A jovem pianista lê a pauta nas gotas que vão dançando no vidro, notas que
saltam à vista e lhe trazem outras melodias, outras notas que bailam num piano
que toca sozinho como no filme. As teclas brancas e pretas são a sua vida. A
música, a sua paixão, os sentidos sempre alerta, desde que acorda até que se
deita. O amor nunca acaba, a vida nunca acaba. Procura no tempo, nas pessoas, a
marca ímpar para a melodia que deseja compor. A cidade que escolheu para viver
tem uma luz única, e um povo misteriosamente acolhedor. Sentiu-se em casa desde
o primeiro ano que para cá veio estudar, e todos os dias se sente inspirada. A
irlandesa aprecia o sol, a praia, as gentes, a vida da capital, as paisagens junto
ao Guincho. Ao calor dos sorrisos, extrai os temperos necessários à criação.

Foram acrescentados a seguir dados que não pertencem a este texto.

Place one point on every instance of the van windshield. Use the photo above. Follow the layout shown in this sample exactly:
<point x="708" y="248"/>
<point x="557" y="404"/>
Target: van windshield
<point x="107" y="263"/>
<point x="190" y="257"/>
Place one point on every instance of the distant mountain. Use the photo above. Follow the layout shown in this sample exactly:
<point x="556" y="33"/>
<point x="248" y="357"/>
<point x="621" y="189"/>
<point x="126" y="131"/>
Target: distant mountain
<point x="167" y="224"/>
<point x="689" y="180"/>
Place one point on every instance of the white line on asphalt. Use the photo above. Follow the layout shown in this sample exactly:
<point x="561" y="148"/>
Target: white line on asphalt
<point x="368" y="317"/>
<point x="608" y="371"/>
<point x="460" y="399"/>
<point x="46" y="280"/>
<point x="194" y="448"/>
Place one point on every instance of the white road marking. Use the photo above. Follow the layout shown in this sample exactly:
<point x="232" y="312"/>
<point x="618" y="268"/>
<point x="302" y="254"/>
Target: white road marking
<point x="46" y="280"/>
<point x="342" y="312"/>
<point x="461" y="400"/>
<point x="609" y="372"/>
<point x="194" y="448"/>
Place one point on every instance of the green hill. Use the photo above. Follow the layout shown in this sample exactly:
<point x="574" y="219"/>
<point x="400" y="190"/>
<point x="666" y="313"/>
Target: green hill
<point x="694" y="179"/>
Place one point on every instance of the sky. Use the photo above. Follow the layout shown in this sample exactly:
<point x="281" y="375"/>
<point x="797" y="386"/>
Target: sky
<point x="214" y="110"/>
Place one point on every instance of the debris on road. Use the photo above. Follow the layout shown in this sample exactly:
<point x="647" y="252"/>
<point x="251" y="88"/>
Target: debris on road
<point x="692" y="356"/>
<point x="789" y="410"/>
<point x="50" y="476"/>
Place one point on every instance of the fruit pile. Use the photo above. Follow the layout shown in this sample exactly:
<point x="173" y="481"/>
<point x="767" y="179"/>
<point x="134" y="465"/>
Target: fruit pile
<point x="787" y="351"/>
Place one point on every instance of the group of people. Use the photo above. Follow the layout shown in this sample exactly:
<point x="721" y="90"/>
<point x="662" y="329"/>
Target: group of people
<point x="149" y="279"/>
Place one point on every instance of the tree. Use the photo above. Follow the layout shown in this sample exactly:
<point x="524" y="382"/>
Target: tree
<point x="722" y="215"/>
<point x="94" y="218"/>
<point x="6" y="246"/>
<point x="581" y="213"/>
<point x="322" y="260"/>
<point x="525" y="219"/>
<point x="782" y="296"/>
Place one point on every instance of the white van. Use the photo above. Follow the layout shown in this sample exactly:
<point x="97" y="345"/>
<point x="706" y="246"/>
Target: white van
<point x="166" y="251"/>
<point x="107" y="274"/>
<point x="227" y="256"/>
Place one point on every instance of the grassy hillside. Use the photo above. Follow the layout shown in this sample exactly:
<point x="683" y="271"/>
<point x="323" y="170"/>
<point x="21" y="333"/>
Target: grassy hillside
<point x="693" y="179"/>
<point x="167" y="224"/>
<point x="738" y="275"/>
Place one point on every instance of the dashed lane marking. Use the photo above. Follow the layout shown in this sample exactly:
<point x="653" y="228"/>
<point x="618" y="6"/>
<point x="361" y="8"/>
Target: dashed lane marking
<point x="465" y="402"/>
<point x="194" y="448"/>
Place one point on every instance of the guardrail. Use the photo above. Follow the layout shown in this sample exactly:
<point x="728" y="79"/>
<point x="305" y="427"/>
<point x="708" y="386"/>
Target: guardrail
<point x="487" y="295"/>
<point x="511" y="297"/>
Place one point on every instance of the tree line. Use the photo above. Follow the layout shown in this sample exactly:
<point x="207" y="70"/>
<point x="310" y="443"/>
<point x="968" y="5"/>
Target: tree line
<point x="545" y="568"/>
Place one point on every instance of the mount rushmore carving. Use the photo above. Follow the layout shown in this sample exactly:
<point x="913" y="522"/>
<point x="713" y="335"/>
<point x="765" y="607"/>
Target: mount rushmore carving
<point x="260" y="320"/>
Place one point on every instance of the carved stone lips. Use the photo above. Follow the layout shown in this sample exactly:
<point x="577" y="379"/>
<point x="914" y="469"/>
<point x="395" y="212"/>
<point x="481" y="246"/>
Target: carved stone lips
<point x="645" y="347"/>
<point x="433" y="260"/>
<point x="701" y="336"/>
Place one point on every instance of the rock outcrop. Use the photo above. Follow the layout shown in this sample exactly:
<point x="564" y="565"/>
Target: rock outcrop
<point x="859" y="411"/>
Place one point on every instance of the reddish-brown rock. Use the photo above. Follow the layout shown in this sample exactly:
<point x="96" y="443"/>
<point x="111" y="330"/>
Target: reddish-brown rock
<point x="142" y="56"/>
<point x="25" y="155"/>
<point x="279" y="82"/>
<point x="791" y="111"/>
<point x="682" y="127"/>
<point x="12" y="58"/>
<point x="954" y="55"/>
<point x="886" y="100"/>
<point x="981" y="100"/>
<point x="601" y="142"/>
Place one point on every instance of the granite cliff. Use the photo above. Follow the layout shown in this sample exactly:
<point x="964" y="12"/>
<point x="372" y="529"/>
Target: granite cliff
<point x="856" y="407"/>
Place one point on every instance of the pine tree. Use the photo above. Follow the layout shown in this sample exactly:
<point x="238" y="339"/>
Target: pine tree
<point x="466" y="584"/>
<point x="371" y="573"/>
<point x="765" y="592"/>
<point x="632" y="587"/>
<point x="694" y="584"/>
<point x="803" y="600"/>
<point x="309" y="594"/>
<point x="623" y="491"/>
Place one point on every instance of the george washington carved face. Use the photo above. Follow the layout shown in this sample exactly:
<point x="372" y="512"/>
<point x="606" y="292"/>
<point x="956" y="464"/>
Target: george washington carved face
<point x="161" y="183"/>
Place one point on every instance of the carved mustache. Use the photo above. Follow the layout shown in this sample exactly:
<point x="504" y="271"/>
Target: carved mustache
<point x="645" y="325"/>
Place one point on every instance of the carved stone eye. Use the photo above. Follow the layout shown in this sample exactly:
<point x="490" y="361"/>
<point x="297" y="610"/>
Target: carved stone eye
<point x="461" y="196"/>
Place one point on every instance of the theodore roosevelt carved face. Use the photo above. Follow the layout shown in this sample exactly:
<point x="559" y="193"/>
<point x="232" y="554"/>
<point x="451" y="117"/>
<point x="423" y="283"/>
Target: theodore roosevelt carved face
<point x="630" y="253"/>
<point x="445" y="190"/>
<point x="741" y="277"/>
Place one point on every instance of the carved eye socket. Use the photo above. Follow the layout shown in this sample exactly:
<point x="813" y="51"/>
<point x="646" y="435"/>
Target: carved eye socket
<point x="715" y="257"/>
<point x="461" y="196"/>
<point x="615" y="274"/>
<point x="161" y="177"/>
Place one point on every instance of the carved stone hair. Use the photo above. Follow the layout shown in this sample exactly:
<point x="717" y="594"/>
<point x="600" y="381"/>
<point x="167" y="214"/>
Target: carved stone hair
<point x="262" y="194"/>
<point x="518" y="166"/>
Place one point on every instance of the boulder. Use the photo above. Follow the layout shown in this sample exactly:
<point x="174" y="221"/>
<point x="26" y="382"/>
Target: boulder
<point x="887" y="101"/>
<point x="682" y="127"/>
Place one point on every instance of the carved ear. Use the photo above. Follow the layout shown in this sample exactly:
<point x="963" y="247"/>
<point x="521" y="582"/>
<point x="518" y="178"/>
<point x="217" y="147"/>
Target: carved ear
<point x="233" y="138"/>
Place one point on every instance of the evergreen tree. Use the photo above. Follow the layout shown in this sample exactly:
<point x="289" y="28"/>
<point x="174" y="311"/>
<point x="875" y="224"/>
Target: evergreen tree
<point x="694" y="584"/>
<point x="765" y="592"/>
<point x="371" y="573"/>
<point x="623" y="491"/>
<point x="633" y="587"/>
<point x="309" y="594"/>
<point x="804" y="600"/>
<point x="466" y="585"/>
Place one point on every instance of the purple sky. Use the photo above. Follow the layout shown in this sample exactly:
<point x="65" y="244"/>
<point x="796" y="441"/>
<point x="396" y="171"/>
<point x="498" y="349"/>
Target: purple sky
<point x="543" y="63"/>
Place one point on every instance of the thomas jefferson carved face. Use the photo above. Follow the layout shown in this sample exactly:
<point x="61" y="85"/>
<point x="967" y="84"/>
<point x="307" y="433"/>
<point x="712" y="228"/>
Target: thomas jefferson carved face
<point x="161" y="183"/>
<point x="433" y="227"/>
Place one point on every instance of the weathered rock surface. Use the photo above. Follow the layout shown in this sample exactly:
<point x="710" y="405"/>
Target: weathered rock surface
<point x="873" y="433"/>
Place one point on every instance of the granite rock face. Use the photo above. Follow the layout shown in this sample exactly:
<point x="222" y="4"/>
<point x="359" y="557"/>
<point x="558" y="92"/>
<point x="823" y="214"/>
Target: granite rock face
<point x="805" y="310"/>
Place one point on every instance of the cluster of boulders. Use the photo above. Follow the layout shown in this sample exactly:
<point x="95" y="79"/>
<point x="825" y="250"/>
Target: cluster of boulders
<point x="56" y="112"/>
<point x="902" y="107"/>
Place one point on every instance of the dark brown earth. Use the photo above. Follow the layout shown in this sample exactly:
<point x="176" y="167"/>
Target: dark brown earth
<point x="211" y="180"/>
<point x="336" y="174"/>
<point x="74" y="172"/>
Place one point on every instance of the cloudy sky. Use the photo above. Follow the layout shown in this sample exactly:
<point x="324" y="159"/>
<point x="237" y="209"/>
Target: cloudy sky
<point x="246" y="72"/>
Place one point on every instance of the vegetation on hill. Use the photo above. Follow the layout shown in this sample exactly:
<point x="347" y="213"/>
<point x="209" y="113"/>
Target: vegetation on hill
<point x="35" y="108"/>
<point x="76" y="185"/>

Dedilha
a música que lê na vidraça do comboio, nas rugas de Isilda, no sorriso atrevido
do rapaz, nas pinturas espalhadas pelas paredes que passam apressadas, no tempo
parado, espalhado por todo o lado, um passo sempre mais próximo da obra que
pretende iniciar. Para Helen, hoje é dia de Guincho, de mar, de passeio
salgado, e logo prepara-se para mais uma noite nos braços de quem ainda não conheceu
a alma, só o corpo. O amor, sempre o amor, necessário para a construção da
obra, dos sons, dos ritmos da balada que irá apresentar. Não receia nada do que
vê, não receia mais corações partidos, não receia deixar de ter quem a escute,
nem quem a ame de verdade. Foi aprendendo a deixar-se levar pelo vento, pela
música, pelas palavras da cidade e dos que a escutam. Os silêncios também
contam, os corpos consolados, o quarto vazio, partido em pedaços onde antes
existiu amor, e agora só existe Helen, a compositora. Esta é a cidade escolhida
pela jovem pianista irlandesa para se dar a conhecer ao mundo.